Domain-Aware Hierarchical Contrastive Learning for Semi-Supervised Generalization Fault Diagnosis
Summary
Researchers Junyu Ren, Wensheng Gan, and Philip S. Yu propose a unified framework called Domain-Aware Hierarchical Contrastive Learning (DAHCL) for semi-supervised domain generalization fault diagnosis (SSDGFD). This framework addresses challenges in fault diagnosis under unseen operating conditions with scarce labeled data, specifically focusing on cross-domain pseudo-label bias and inefficient utilization of unlabeled samples. DAHCL introduces a Domain-Aware Learning (DAL) module to capture source-domain geometric characteristics and calibrate pseudo-label predictions, mitigating bias. Additionally, a Hierarchical Contrastive Learning (HCL) module combines dynamic confidence stratification with fuzzy contrastive supervision, allowing uncertain samples to contribute to representation learning without relying on unreliable hard labels.

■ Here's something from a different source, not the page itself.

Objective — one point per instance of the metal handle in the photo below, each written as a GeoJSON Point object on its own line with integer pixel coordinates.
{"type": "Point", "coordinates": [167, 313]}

The framework was evaluated on three benchmark datasets (CWRU, PU, JUST) under severe noise (0 dB SNR) and substantial domain shifts, consistently outperforming advanced SSDGFD baselines and demonstrating superior robustness and generalization capabilities. The code is publicly available on GitHub.
Key takeaway
For AI Scientists and Machine Learning Engineers developing fault diagnosis systems in industrial settings with limited labeled data, DAHCL offers a robust approach. Its dual focus on mitigating cross-domain pseudo-label bias and effectively utilizing uncertain unlabeled samples can significantly improve diagnostic accuracy and generalization, especially under noisy conditions. Consider integrating domain-aware learning and hierarchical contrastive supervision to enhance model performance and reliability in real-world deployments.
Key insights
DAHCL improves semi-supervised fault diagnosis by correcting pseudo-label bias and leveraging uncertain unlabeled data through domain-aware and hierarchical contrastive learning.
Principles
- Domain-specific geometry informs pseudo-label calibration.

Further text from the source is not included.